Rather than get in behind the Defender, the Attacker can continue to brake and slow-down more than usual, and turning-in to the corner later than the Defender. From basic racing driving, you will recognise that this provides a straighter exit from the turn, meaning that the Attacker can accelerate sooner and harder than the Defender. Executed well, the Attacker will safely be on the inside of the Defender at Point B. If there was a long straight after the turn, the Attacker would now have the advantage and be able to pull ahead and go up one position.

However for Sepang’s T1 and T2, it’s a bit more complicated than that.

Basic Attacker in ‘S’ curve
Due to the switchback nature of T1 and T2, the Attacker will now find himself once again on the outside of the approaching corner, albeit side-by-side with the Defender but holding the theoretical advantage as the Defender will be coming in shallow, still taking the Basic Defensive Line. This is Point C.

Once again, the Attacker should brake late, take a wide entry, and shoot for a late-apex (Point D) and as straight an exit as possible in order to put the power down and gun past.

It gets dirty when three's a crowd!

Performed effectively, the Attacker will exit side-by-side with the Defender but carrying a speed advantage down T3 and up the straight towards T4.

Multiple Offensives
If there are more than just 2 cars duking it out, then you need to enhance your Situational Awareness (SA). You are now the Attacker, and the Defender. Be patient, and try to project your actions to manoeuvre your opponents to where you want them to be. As Senna exclaimed: Think Ahead!

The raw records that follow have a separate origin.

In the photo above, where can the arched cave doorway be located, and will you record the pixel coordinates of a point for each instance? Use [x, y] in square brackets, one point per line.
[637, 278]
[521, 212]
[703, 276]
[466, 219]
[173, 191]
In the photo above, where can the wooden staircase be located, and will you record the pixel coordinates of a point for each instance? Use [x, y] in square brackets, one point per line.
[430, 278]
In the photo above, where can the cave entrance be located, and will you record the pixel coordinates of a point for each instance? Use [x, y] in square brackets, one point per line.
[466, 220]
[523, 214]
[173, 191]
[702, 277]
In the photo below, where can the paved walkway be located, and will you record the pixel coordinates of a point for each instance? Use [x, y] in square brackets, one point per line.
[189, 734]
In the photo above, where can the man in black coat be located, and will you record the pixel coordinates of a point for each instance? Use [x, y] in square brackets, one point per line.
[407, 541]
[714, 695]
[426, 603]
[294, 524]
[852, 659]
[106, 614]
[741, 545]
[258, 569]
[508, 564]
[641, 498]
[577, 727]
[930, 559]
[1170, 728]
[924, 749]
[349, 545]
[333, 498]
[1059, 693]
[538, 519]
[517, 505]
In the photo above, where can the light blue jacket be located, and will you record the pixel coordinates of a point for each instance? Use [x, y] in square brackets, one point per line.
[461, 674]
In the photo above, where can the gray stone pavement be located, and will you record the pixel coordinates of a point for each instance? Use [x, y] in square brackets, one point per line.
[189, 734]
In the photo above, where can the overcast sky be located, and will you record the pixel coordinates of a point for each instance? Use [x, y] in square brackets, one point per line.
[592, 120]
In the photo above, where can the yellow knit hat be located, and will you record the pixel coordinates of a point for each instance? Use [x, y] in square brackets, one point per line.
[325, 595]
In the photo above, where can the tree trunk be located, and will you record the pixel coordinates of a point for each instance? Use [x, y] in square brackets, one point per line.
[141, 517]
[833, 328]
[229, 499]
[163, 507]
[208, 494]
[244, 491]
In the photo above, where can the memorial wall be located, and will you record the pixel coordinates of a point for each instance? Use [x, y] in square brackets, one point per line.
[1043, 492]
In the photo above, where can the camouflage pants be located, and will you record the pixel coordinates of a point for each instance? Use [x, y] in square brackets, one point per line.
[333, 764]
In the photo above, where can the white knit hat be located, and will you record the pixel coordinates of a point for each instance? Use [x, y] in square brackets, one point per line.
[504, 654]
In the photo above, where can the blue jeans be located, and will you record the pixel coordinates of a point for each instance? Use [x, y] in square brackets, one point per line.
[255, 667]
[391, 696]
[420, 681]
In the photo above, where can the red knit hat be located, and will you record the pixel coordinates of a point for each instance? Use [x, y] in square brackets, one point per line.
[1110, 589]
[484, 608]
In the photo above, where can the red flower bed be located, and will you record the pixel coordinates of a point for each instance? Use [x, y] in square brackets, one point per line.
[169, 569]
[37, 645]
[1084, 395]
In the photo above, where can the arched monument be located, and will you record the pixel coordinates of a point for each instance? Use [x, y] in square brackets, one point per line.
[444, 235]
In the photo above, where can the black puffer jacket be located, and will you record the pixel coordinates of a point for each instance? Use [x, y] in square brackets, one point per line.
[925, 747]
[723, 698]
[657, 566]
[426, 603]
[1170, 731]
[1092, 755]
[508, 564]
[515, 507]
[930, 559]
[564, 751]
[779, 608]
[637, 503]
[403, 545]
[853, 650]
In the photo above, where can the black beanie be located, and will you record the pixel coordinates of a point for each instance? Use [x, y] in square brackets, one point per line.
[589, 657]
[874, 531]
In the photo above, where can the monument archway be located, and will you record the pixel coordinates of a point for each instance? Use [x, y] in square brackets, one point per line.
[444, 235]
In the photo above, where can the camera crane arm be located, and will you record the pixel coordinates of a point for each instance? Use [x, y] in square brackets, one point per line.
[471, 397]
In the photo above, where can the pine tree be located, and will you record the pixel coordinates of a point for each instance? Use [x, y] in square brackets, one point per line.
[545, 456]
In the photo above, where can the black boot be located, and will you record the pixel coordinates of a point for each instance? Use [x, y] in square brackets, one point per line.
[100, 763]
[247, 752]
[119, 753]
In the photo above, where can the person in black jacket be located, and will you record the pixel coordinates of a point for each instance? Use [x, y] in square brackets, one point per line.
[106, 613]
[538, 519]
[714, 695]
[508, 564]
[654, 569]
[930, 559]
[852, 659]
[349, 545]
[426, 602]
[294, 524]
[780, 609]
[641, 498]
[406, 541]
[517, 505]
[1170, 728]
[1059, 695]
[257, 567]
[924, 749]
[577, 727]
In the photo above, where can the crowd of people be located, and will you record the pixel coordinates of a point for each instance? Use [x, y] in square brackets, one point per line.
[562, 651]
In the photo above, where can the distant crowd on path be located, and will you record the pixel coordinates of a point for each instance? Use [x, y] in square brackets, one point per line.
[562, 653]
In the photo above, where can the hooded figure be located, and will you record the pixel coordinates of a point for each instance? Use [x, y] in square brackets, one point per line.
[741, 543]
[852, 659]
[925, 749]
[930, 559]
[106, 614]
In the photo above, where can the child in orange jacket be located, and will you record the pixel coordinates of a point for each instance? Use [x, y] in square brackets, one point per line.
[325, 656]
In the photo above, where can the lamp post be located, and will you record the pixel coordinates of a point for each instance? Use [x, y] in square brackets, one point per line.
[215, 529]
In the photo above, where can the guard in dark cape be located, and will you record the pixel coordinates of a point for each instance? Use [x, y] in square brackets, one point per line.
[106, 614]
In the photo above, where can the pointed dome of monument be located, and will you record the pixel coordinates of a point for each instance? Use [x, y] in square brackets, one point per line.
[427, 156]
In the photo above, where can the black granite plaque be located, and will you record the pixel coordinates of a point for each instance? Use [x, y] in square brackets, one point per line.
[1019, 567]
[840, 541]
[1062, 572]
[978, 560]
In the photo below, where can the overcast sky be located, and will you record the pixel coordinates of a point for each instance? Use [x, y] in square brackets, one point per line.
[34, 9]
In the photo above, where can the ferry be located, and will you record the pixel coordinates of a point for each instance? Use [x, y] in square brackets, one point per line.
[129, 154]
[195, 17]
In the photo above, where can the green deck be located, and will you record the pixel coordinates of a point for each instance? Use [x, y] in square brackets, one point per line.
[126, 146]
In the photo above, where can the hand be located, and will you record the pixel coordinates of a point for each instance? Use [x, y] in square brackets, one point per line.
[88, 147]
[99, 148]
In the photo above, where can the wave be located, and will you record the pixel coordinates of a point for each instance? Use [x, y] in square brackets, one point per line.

If it’s a single corner, keep a semi-tight Defensive Line, to be ready to take advantage of any mistake the Defender ahead might do, as well as to protect your line from the Attacker.

In an ‘S’ curve complex such as T1 and T2 at Sepang, go shallow into T1 and do the Bunch-Up to slow down the Attacker behind you. This gets him out of the way and means he’ll be too far away by T2 to mount an attack. Pick the wide entry line Up-and-Under for T2, and dive under Defender as you exit the corner. Voila!